© JUNGE FREIHEIT Verlag GmbH & Co.  www.jungefreiheit.de    47/98  13. November 1998

 
 
CD: Klassik
Glanz und Süsse
Julia Poser

Fast wäre aus der 1939 im slowakischen Uhorska Vest geborenen Lucia Popp ein Filmstar geworden. Nach ihrem Studium an der Preßburger Theaterakademie wurde sie sofort für zwei Filme engagiert. Ihre Gesangslehrerin konnte sie jedoch davon überzeugen, daß ihre stimmlichen Qualitäten größer wären als ihr schauspielerisches Talent.

Ein erster Erfolg der 23jährigen war dann ein Auftritt in Preßburg als Königin der Nacht.

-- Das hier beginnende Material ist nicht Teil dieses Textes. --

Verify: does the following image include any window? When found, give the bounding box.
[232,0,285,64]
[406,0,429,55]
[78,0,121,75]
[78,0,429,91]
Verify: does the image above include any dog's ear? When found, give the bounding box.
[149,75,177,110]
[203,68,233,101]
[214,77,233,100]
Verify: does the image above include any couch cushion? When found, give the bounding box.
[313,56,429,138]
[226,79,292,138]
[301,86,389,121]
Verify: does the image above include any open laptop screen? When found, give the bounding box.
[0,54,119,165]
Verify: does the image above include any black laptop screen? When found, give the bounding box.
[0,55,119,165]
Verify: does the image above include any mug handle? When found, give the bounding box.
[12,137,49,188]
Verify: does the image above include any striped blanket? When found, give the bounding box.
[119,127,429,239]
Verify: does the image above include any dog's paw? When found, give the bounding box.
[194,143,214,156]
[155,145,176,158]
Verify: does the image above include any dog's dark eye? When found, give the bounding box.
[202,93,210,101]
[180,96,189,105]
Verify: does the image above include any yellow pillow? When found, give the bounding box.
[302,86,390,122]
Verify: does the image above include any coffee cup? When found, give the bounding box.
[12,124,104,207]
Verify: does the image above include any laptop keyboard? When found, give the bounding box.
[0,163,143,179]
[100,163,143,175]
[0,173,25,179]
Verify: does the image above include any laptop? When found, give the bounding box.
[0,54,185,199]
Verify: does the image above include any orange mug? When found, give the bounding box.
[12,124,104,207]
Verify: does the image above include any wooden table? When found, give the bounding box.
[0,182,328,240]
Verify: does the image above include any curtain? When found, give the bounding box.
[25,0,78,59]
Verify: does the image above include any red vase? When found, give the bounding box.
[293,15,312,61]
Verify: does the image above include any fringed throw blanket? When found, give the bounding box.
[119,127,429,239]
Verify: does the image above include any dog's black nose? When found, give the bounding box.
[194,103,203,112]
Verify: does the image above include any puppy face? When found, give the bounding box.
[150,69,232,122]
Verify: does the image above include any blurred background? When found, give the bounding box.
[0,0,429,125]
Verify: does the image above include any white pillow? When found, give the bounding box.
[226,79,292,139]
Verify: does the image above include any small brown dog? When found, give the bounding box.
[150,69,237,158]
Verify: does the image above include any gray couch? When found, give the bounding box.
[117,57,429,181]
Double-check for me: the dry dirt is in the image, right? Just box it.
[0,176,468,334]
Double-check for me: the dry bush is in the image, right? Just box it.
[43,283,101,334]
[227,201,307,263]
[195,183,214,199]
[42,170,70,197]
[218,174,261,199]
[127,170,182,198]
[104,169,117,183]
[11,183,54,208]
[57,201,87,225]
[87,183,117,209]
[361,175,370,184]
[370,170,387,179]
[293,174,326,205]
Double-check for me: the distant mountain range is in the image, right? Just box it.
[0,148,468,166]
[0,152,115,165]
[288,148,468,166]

Als der Dirigent Otto Klemperer für seine Salzburger "Zauberflöte" eine besondere und nicht nur zwitschernde Königin der Nacht suchte, wurde ihm Lucia Popp vorgeschlagen, denn von anderen Koloratursopranen unterschied sich ihre Stimme durch ein volles, warmes Timbre. Sie kam, sang und siegte. Die beim Vorsingen zufällig anwesende Sängerin Elisabeth Schwarzkopf umarmte die junge Lucia mit den Worten: "Sie sind ein Wundertier!" 1964 war sie die aufregendste Königin der Nacht.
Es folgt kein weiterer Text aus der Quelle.